House science committee chairman George Brown (D-California) and the members of his committee have taken several actions recently to reduce the practice of earmarking, or pork-barreling, in the budget process. As chair of an authorizing committee (which approves programs), Brown has been an active opponent of earmarking, in which appropriators (who provide funding) ignore authorizing legislation and target funds for specific projects in their state or district-- projects that have usually not undergone competitive peer review. Funds for these projects are often inserted into the reports that accompany appropriations bills. While the reports are not voted on, nor legally binding, most agencies obey them for fear that otherwise, disgruntled appropriators will cut their budgets the following year. According to Brown, “Because this pork is found only in the report, it is not open to debate on the floor. This circumvents the right of the great majority of the House and Senate to have a voice in determining the expenditure of public funds.”

One recent strike against pork occurred in the NSF reauthorization bill (H.R. 3254), which was approved by the science committee on March 23. Along with providing $150 million for academic facility improvement awards in fiscal year 1995, the bill specifies that institutions which seek out future earmarks from their appropriators will be disqualified from competing for the NSF facility grants. The House floor is scheduled to begin consideration of the NSF reauthorization bill on May 3.

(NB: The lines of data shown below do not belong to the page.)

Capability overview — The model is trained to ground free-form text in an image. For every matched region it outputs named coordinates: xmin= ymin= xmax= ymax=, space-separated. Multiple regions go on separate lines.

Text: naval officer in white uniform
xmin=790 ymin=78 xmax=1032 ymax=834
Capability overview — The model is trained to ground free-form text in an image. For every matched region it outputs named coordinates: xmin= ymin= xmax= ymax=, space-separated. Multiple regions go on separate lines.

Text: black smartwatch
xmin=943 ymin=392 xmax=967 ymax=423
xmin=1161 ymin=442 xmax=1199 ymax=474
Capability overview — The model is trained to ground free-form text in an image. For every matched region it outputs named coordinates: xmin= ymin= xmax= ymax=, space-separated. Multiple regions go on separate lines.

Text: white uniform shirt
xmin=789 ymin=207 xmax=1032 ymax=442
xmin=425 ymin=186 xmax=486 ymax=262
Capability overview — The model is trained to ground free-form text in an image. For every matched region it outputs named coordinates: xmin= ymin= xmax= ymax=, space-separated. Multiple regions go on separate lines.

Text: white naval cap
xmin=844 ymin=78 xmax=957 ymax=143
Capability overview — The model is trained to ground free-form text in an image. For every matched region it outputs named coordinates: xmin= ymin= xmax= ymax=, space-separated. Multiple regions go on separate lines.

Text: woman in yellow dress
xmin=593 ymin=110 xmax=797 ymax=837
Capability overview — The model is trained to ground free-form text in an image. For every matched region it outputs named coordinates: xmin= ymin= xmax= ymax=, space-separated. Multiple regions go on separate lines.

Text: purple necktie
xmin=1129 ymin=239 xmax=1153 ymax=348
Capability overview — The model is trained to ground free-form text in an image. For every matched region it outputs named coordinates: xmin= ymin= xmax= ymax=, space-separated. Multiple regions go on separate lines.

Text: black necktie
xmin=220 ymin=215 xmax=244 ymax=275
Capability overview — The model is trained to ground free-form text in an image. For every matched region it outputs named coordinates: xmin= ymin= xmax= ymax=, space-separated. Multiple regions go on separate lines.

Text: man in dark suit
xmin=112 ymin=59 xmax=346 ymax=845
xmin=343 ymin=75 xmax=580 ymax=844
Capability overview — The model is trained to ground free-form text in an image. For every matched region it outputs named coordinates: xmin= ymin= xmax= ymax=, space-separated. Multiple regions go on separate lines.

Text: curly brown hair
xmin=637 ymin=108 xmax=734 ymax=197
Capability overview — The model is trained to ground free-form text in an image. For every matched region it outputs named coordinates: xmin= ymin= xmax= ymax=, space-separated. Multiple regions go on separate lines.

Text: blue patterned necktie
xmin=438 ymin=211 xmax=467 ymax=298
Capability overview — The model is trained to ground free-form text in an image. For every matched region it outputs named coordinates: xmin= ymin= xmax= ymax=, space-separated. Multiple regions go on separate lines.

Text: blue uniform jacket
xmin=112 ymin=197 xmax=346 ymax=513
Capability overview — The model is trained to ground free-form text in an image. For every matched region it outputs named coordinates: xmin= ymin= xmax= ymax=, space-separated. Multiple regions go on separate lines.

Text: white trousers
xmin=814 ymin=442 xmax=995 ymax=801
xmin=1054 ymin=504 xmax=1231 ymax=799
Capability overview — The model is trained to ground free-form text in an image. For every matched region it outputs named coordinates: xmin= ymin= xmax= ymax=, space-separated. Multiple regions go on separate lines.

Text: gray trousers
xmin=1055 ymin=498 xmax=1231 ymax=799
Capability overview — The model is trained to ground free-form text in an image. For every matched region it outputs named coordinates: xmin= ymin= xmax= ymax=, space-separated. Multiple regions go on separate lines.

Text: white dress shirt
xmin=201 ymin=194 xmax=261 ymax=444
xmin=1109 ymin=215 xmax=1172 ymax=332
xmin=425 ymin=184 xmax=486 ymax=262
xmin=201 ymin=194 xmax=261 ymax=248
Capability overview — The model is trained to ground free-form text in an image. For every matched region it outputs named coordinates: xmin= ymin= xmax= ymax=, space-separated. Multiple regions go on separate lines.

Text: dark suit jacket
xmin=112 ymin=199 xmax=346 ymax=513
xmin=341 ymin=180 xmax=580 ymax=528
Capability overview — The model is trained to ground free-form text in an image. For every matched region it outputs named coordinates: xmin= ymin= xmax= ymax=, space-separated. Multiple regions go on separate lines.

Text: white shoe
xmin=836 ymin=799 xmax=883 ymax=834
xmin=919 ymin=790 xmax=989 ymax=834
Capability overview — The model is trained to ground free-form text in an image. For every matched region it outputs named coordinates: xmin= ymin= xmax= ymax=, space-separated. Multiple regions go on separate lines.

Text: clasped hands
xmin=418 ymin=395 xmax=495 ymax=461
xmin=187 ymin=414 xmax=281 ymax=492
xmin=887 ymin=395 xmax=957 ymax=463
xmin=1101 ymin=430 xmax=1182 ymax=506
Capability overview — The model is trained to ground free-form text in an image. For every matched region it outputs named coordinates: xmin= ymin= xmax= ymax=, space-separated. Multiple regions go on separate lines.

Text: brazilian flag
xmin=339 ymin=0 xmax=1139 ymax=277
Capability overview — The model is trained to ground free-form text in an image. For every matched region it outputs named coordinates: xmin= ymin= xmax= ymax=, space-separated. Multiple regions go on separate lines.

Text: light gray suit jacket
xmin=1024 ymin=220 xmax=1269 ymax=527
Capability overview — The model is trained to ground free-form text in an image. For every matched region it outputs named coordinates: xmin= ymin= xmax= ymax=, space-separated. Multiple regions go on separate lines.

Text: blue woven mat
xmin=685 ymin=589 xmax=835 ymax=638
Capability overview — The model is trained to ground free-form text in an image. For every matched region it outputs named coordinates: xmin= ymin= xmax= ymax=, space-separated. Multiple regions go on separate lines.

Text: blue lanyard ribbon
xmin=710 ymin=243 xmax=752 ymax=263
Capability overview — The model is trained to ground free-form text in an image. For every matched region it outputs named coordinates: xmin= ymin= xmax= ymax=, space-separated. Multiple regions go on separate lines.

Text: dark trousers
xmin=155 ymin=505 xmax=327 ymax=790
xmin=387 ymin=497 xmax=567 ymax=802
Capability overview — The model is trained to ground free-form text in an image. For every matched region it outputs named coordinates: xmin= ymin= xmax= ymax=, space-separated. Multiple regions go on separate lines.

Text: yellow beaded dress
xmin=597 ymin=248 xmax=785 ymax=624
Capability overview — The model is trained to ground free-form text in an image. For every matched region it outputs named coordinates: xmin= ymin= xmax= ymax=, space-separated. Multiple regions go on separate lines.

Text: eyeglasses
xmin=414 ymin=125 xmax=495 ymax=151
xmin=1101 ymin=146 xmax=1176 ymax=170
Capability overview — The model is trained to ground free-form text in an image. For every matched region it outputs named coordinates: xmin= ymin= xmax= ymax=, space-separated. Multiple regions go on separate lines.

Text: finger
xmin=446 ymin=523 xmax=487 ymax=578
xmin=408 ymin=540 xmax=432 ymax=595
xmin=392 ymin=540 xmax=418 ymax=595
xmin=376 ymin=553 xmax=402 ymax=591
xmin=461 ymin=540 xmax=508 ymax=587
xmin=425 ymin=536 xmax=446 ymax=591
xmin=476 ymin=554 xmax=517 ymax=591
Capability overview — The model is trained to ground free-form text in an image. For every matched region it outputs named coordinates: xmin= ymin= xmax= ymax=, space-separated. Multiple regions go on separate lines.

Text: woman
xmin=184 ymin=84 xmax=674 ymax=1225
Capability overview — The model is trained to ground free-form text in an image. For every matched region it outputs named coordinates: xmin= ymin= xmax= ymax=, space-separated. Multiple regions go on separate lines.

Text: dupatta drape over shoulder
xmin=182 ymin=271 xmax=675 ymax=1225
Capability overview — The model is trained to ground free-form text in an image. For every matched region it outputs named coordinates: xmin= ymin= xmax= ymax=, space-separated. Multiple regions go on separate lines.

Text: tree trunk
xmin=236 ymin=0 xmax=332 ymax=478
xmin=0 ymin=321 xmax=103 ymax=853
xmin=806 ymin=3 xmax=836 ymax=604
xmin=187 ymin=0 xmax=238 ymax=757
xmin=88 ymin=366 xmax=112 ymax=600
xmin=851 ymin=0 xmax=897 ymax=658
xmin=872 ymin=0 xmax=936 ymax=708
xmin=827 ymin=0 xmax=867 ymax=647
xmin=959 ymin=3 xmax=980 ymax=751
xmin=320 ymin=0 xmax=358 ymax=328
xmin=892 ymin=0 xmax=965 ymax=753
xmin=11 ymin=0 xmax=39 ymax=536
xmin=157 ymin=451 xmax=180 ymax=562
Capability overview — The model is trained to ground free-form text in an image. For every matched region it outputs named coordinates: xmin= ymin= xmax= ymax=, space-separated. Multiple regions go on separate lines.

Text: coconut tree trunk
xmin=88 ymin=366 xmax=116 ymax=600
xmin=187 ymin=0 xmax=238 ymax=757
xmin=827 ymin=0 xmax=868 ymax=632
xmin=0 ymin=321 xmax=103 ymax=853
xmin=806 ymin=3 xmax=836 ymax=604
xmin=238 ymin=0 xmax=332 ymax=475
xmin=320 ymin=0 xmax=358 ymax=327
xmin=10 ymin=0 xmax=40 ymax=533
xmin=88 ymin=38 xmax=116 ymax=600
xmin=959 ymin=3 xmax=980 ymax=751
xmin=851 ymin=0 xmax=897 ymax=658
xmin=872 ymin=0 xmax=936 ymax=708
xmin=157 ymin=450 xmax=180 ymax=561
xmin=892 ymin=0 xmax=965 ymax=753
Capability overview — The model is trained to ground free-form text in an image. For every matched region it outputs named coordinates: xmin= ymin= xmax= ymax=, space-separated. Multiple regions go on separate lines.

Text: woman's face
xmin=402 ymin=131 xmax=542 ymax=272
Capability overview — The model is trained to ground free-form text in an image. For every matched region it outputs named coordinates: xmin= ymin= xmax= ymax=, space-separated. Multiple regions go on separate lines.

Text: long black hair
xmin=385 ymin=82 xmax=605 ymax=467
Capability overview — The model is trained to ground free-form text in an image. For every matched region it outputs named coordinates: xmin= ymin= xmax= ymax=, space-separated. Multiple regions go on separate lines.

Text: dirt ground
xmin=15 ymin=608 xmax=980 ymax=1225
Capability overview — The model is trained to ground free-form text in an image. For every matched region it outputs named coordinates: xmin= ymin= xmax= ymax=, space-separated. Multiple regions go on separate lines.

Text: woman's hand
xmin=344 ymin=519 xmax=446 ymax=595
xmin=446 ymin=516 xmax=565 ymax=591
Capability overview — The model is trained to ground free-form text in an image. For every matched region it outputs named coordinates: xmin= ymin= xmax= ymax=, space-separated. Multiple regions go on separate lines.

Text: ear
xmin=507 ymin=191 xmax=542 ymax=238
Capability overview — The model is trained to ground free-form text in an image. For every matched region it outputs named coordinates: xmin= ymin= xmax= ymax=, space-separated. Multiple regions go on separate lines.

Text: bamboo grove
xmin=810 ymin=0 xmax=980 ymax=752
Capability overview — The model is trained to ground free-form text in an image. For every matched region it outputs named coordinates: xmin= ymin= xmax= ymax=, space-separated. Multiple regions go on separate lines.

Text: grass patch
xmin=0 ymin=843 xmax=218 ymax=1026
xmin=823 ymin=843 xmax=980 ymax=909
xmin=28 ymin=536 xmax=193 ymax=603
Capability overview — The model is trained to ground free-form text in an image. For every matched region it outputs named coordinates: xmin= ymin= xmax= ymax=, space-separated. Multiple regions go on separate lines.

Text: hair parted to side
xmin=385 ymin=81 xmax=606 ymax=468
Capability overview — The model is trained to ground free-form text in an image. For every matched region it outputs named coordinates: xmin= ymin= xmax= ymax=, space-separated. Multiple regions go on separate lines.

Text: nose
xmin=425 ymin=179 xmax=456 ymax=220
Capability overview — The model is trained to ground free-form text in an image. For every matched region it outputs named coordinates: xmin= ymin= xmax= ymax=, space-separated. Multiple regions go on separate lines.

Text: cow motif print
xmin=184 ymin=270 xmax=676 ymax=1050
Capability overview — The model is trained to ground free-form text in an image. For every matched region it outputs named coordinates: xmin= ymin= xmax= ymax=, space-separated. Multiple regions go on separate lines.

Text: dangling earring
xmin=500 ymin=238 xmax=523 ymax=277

Brown also recently appeared before a subcommittee of the House Rules Committee to discuss proposed rule changes that might help redress what he called “the imbalance of power” between authorizers and appropriators. On March 16, Brown testified on recommendations made by the Joint Committee on the Organization of Congress, which was formed to consider congressional reforms. While Brown supported many of the committee’s suggestions as “important first steps,” he claimed that they did not go far enough. Specifically, he attacked the practice of including legislation or policy provisions in appropriations bills and the accompanying reports. (Writing legislative provisions into spending bills is illegal unless deemed otherwise by the House Rules Committee; appropriations bills are only supposed to provide funding, not dictate how it is to be used.) Brown advocated that the Rules Committee first obtain the consent of the relevant authorizing committee before allowing such provisions. Another proposal required a separate section in appropriations reports for unauthorized earmarks; Brown argued for amending the House rules to bar such provisions from reports just as they are barred from the bills themselves.

While Brown has claimed some success in reducing earmarks in the fiscal year 1993 appropriations for NSF, NASA, DOE and other science-related agencies, he continues to fight earmarks in the Defense Department’s Technology Reinvestment Program, which was designed by the Clinton Administration to competitively award grants to US industry for dual-use technologies. Brown’s science committee is currently contemplating issuing a subpoena to DOD for relevant documents.